In human erythrocytes that had been depleted of ATP by incubation with iodoacetate and adenosine, vanadate induces a 10-15-fold increase of K+-permeability. The effect is similar to that produced by calcium ions. Like the calcium-induced permeability change, the vanadate-induced effect is preceded by a lag period. Preincubation without substrates for ATP synthesis reduces the length of the lag period following the addition of either vanadate or calcium.

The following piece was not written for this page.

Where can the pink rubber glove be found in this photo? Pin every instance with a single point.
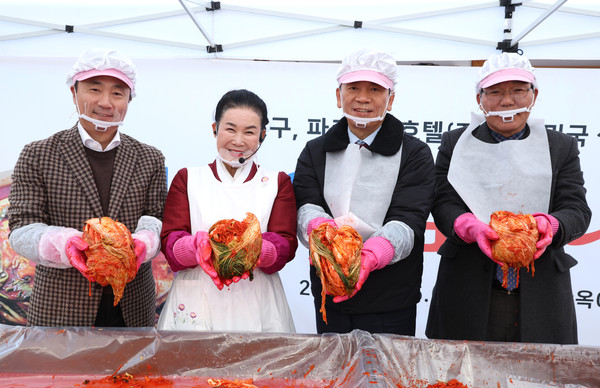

The selective change of K+-permeability was brought about by vanadate anions (+5 oxidation state) as well as by vanadyl cations (+4 oxidation state). In both cases, the presence of EDTA prevented the permeability change. Blocking of the anion-transport system of the human erythrocytes by H2DIDS was used to discriminate between the unstable forms of vanadate anion and vanadyl cation in producing the potassium loss. The observation that H2DIDS had little if any effect on the efficiency and the previously reported fact by Cantley, L.C. and Aisen, Ph. (J. Biol. Chem., 254 (1979) 1781) that vanadate appears mostly as vanadyl in the cell interior suggests that, similar to Ca2+, Mg2+ or Pb2+, vanadyl (VO2+) can open the "potassium channel" in the erythrocyte membrane.